Monseñor Rolando Álvarez, obispo de Matagalpa, exhortó al régimen de Daniel Ortega a dialogar para resolver la crisis sociopolítica que padece el país desde abril del año pasado, pero no como una táctica dilatoria.

Se debe buscar un diálogo sincero y un verdadero encuentro para resolver la crisis, apuntó el jerarca católico.

“Hoy en Nicaragua se habla bastante del diálogo, porque por naturaleza todos necesitamos del diálogo, sobre todo cuando hay conflicto y crisis por solucionar. Es necesario, sin embargo, que los nicaragüenses sepamos radicalmente, comprendamos que sólo dialoga bien, quien está dispuesto y se decide, con audacia y claridad meridional hacer silencio”, enfatizó.

Indicó que una persona con bulla interior “no va ser capaz de escuchar al otro, menos de aprender del otro y menos dialogar con el otro”.

Agregó: “quien se decide a dialogar tiene que estar decidido, si es que quiere dialogar auténticamente para encontrar esas soluciones a los conflictos y a las crisis, entonces, el que dialoga está obligado moralmente, si es que quiere hacerlo con seriedad, a entrar a una especie de sagrario del silencio”.

Este miércoles, la Conferencia Episcopal de Nicaragua exhortó al régimen de Daniel Ortega a liberar los presos políticos, a respetar la libertad de expresión, la independencia de los poderes del Estado, así como el respeto a la constitución y al estado de derecho.

HUMILDAD PARA DIALOGAR

Monseñor Álvarez resaltó que la solución a la crisis se logrará si existe humildad de escuchar al otro, para que haya un auténtico diálogo.

“Solo puede escuchar verdaderamente al otro, quien hace silencio. Solo quien dispone su corazón para silenciarlo así mismo, es capaz de abrirlo de par en par para escuchar la voz de la otra persona”, insistió Álvarez.

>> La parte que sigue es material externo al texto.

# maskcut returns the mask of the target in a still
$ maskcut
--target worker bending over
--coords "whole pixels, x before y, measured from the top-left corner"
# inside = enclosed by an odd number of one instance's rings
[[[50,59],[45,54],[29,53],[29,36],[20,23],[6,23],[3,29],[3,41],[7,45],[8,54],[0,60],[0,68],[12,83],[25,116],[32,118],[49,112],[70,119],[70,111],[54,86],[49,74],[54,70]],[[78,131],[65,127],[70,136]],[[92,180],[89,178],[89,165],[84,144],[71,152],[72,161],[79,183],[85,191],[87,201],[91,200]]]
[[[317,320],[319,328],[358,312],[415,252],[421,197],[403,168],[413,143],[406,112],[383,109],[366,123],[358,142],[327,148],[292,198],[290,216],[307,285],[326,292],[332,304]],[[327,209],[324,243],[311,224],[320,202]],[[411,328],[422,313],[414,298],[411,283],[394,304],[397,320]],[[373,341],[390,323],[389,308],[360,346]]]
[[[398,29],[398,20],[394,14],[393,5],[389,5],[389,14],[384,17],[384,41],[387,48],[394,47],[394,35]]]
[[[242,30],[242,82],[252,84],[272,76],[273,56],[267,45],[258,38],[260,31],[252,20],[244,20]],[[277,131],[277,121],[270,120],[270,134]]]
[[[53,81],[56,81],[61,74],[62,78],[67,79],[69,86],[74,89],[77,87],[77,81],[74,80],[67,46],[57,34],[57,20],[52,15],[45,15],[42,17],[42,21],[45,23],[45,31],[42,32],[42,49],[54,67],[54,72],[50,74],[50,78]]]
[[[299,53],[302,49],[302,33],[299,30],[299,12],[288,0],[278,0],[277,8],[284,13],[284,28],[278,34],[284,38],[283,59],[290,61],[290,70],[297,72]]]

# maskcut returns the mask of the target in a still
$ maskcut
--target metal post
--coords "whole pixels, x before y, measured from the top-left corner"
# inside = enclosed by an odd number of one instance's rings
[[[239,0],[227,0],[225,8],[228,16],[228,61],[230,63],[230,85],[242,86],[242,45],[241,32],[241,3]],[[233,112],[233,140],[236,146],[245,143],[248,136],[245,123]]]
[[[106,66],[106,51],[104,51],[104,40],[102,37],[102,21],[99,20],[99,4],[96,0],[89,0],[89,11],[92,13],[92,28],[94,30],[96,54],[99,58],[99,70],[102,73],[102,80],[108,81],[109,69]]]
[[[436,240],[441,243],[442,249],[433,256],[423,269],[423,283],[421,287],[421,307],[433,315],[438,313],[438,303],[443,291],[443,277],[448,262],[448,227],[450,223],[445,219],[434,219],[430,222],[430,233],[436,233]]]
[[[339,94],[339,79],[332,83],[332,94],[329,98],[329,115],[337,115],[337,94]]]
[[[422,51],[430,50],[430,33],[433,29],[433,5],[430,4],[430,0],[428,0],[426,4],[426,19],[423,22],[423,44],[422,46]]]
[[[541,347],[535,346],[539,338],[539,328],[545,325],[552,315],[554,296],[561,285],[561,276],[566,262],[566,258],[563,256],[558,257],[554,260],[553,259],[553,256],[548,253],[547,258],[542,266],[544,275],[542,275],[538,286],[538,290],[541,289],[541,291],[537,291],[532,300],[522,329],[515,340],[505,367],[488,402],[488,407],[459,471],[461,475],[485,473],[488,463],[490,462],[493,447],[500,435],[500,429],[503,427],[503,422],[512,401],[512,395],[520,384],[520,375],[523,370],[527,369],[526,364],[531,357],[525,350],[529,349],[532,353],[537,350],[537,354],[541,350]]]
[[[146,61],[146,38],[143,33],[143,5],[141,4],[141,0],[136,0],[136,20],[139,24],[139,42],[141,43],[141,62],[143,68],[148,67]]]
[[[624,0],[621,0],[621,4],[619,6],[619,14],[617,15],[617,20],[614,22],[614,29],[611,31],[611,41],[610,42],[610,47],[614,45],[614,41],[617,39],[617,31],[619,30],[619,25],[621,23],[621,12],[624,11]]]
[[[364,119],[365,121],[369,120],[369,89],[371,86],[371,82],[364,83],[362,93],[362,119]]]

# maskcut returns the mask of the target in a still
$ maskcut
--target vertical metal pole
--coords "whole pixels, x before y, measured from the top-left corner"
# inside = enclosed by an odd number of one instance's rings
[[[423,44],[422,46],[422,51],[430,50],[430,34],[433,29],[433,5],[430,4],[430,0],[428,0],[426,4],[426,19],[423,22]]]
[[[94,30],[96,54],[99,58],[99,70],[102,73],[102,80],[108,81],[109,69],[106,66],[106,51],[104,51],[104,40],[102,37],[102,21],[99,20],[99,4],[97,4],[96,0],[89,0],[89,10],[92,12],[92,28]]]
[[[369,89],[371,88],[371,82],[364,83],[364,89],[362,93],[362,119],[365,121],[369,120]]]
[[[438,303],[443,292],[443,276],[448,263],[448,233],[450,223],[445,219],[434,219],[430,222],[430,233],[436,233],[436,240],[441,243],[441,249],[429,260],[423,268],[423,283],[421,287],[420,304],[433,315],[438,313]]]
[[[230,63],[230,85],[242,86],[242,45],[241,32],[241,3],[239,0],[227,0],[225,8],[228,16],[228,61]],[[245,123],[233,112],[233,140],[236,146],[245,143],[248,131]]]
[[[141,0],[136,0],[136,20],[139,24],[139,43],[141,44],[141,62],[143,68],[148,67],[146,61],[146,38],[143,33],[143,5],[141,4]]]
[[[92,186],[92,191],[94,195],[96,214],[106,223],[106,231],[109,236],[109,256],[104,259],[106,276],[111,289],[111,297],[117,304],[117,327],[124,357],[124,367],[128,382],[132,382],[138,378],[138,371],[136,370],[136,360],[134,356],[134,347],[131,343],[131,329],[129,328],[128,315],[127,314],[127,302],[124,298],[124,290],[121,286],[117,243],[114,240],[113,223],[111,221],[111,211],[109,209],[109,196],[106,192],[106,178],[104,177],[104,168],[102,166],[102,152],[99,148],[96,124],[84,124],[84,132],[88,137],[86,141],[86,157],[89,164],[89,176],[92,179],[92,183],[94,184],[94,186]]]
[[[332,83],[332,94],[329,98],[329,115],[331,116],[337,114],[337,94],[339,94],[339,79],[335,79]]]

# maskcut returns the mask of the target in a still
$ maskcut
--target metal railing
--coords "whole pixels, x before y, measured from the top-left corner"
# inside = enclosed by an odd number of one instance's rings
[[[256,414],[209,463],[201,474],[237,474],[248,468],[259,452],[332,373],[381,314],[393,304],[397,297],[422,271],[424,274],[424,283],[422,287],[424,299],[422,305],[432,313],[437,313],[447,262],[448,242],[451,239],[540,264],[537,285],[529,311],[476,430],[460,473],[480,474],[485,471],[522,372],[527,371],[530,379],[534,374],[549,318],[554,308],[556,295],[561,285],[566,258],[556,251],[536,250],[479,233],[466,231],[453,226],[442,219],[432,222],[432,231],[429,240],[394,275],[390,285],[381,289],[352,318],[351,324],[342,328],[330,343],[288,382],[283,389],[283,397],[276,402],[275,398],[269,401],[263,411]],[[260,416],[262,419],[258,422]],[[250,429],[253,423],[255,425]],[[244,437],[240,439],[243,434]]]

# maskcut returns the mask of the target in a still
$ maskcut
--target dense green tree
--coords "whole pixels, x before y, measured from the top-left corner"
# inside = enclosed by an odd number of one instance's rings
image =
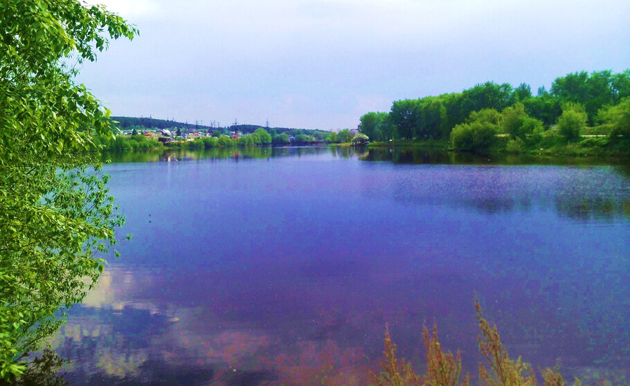
[[[254,131],[253,134],[258,136],[258,139],[260,140],[260,142],[257,143],[262,143],[265,145],[271,143],[271,135],[269,134],[267,131],[262,127],[256,129],[256,131]]]
[[[462,95],[463,112],[467,116],[482,109],[503,110],[512,101],[512,86],[487,82],[464,91]]]
[[[537,97],[525,98],[521,102],[528,116],[542,121],[547,126],[555,123],[562,112],[558,100],[546,92]]]
[[[510,134],[512,139],[525,140],[534,130],[541,128],[542,125],[541,122],[527,115],[522,103],[516,102],[503,109],[499,122],[499,130]]]
[[[236,145],[236,141],[228,136],[222,135],[217,140],[217,145],[221,147],[233,147]]]
[[[496,143],[497,127],[489,122],[462,123],[451,132],[451,143],[457,150],[483,152]]]
[[[532,88],[529,84],[521,83],[512,92],[512,102],[516,103],[532,98]]]
[[[599,116],[610,127],[611,140],[630,139],[630,97],[621,100],[615,106],[603,109]]]
[[[297,136],[296,137],[297,138]],[[337,140],[341,142],[350,142],[352,139],[352,134],[350,133],[350,129],[344,129],[343,130],[339,130],[339,132],[337,133]]]
[[[326,142],[337,142],[338,140],[339,140],[337,138],[337,134],[334,131],[332,131],[326,137]]]
[[[392,122],[398,129],[399,138],[411,139],[413,138],[413,133],[419,118],[417,107],[418,100],[411,99],[397,100],[392,105],[390,116]]]
[[[365,145],[368,143],[368,141],[370,140],[370,138],[368,136],[363,134],[363,133],[357,133],[354,134],[354,136],[352,137],[352,145]]]
[[[472,122],[487,122],[492,125],[498,125],[501,120],[502,115],[494,109],[482,109],[478,111],[473,111],[470,113],[468,119],[466,120],[467,123]]]
[[[219,140],[217,137],[204,137],[204,146],[205,147],[217,147]]]
[[[285,143],[289,143],[289,134],[286,133],[282,133],[282,134],[276,134],[271,138],[271,143],[274,145],[284,145]]]
[[[630,96],[630,71],[613,74],[610,71],[573,73],[557,78],[551,95],[560,103],[579,103],[584,107],[588,122],[593,125],[598,111]]]
[[[309,140],[310,140],[310,139],[309,138],[309,136],[307,136],[306,134],[298,134],[297,136],[296,136],[295,138],[296,138],[296,139],[295,139],[296,143],[299,143],[300,145],[307,143],[309,142]]]
[[[122,219],[89,169],[94,136],[111,138],[109,112],[74,76],[136,30],[77,0],[3,0],[0,20],[0,378],[10,380],[116,242]]]
[[[359,119],[359,131],[375,140],[388,138],[383,132],[384,122],[389,116],[388,113],[370,112],[363,114]]]
[[[579,138],[579,133],[586,125],[587,120],[584,106],[579,103],[564,103],[562,114],[558,118],[558,132],[567,140],[575,140]]]

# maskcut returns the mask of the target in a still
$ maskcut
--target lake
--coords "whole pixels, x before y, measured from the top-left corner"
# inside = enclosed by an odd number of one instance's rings
[[[366,384],[386,323],[420,372],[423,325],[482,359],[630,377],[630,167],[411,149],[110,156],[127,217],[51,340],[71,385]],[[474,380],[474,383],[476,383]]]

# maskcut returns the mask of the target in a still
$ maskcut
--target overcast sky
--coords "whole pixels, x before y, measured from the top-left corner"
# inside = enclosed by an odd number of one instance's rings
[[[627,0],[102,0],[140,30],[79,80],[114,115],[332,129],[478,83],[630,68]]]

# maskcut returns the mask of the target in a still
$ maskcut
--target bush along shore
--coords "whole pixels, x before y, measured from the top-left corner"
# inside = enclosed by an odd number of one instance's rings
[[[630,71],[569,74],[550,91],[487,82],[394,102],[361,117],[371,146],[568,156],[630,155]]]

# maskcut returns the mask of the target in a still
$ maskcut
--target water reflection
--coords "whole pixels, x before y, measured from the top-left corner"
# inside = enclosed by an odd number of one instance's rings
[[[476,293],[513,356],[630,376],[619,167],[241,150],[106,167],[134,238],[53,341],[71,384],[366,384],[386,322],[417,367],[437,322],[474,374]]]

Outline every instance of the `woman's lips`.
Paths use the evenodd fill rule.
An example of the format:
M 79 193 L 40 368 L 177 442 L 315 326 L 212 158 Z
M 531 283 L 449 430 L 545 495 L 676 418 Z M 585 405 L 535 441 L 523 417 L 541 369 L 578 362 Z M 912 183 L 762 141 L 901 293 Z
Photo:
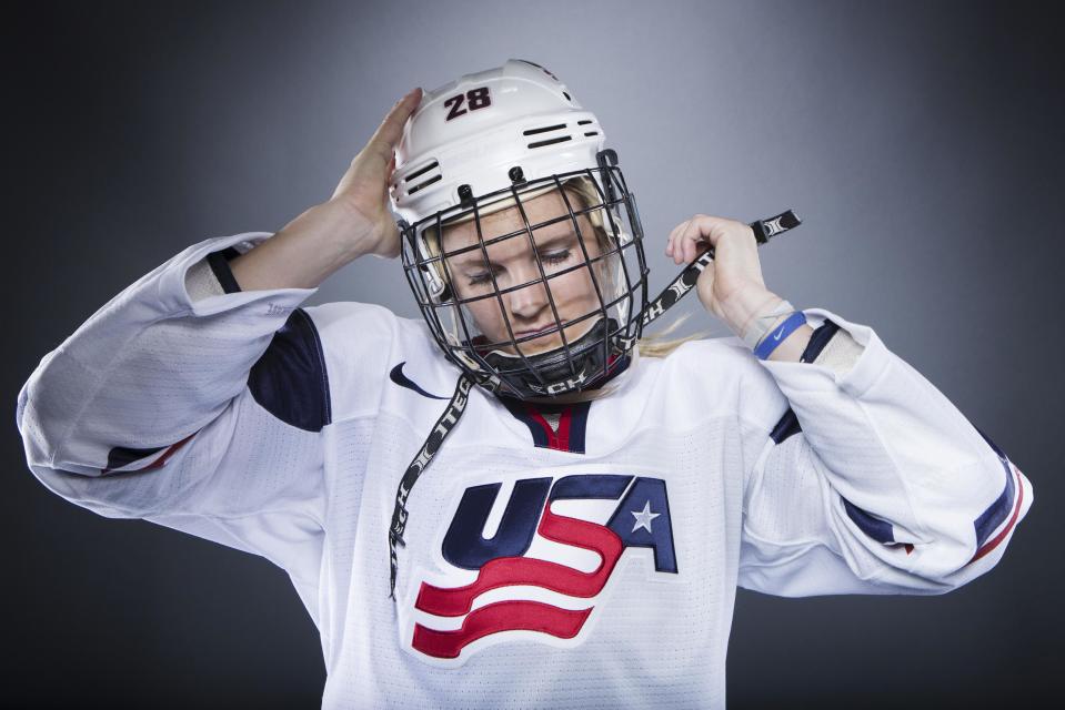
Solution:
M 514 331 L 514 337 L 525 337 L 529 335 L 536 335 L 537 333 L 544 333 L 546 331 L 553 329 L 555 326 L 552 323 L 551 325 L 545 325 L 542 328 L 532 328 L 528 331 Z

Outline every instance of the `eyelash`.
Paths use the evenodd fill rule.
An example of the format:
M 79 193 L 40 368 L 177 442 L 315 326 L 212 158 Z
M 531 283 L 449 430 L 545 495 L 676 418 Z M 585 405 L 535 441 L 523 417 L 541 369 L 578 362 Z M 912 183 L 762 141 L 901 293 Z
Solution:
M 565 248 L 561 252 L 552 252 L 551 254 L 541 254 L 540 261 L 547 265 L 561 264 L 565 260 L 570 258 L 570 250 Z M 486 284 L 492 281 L 492 276 L 489 274 L 476 274 L 470 276 L 470 285 L 478 286 L 481 284 Z

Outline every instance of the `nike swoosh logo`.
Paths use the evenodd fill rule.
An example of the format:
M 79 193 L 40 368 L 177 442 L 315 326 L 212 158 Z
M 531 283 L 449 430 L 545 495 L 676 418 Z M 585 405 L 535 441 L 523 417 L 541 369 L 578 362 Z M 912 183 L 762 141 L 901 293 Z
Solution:
M 416 393 L 420 394 L 421 396 L 423 396 L 423 397 L 429 397 L 430 399 L 446 399 L 446 398 L 448 398 L 448 397 L 438 397 L 436 395 L 431 395 L 431 394 L 429 394 L 428 392 L 425 392 L 424 389 L 422 389 L 421 387 L 419 387 L 418 384 L 416 384 L 413 379 L 411 379 L 410 377 L 408 377 L 406 375 L 403 374 L 403 365 L 405 365 L 405 364 L 406 364 L 406 361 L 403 361 L 402 363 L 400 363 L 399 365 L 396 365 L 395 367 L 393 367 L 393 368 L 392 368 L 392 372 L 389 373 L 389 379 L 391 379 L 392 382 L 394 382 L 395 384 L 398 384 L 400 387 L 406 387 L 408 389 L 413 389 L 414 392 L 416 392 Z

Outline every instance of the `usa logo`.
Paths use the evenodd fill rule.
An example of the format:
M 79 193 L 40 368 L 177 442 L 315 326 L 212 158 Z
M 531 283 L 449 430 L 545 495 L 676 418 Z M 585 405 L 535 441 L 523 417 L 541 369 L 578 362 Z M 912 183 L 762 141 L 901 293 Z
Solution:
M 664 480 L 591 474 L 503 487 L 466 488 L 438 538 L 438 569 L 415 574 L 400 632 L 420 660 L 461 666 L 519 639 L 579 646 L 623 559 L 645 565 L 650 579 L 676 579 Z

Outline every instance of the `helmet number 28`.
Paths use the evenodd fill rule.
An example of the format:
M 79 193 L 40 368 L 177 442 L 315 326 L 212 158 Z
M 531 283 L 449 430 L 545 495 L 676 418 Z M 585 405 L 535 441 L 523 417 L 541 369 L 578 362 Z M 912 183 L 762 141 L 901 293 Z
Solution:
M 466 108 L 462 108 L 462 100 L 466 100 Z M 464 94 L 455 94 L 444 101 L 444 108 L 450 108 L 451 111 L 448 113 L 448 118 L 444 121 L 450 121 L 451 119 L 456 119 L 463 113 L 469 111 L 476 111 L 478 109 L 483 109 L 484 106 L 492 105 L 492 97 L 489 94 L 488 87 L 480 87 L 478 89 L 471 89 Z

Esta exhortación llega un día después de que Daniel Ortega dirigiera un discurso cargado de descalificativos contra la Alianza Cívica y los gobiernos que respaldan al pueblo de Nicaragua que exige el fin del régimen Ortega-Murillo, al punto de llamar a los negociadores por la sociedad civil “miserias humanas”.

Ortega tildó de Caínes, abyectos, peleles y vende patria a los representantes de la Alianza Cívica, a quienes acusó de promover sanciones contra su administración, y aunque manifestó voluntad de mantenerse en el diálogo, en la práctica sus delegados han trabajo las negociaciones por falta de voluntad para implementar los acuerdos ya suscritos. Monseñor Álvarez dijo desde el púlpito que “no podemos permitir que nada ni nadie pierda la esperanza, porque quien pierda la esperanza, se está destruyendo así mismo” y lamentó el incremento de los niveles de pobreza por la caída del empleo a consecuencia de más de un año de crisis, sin que se vislumbre una solución real a corto plazo.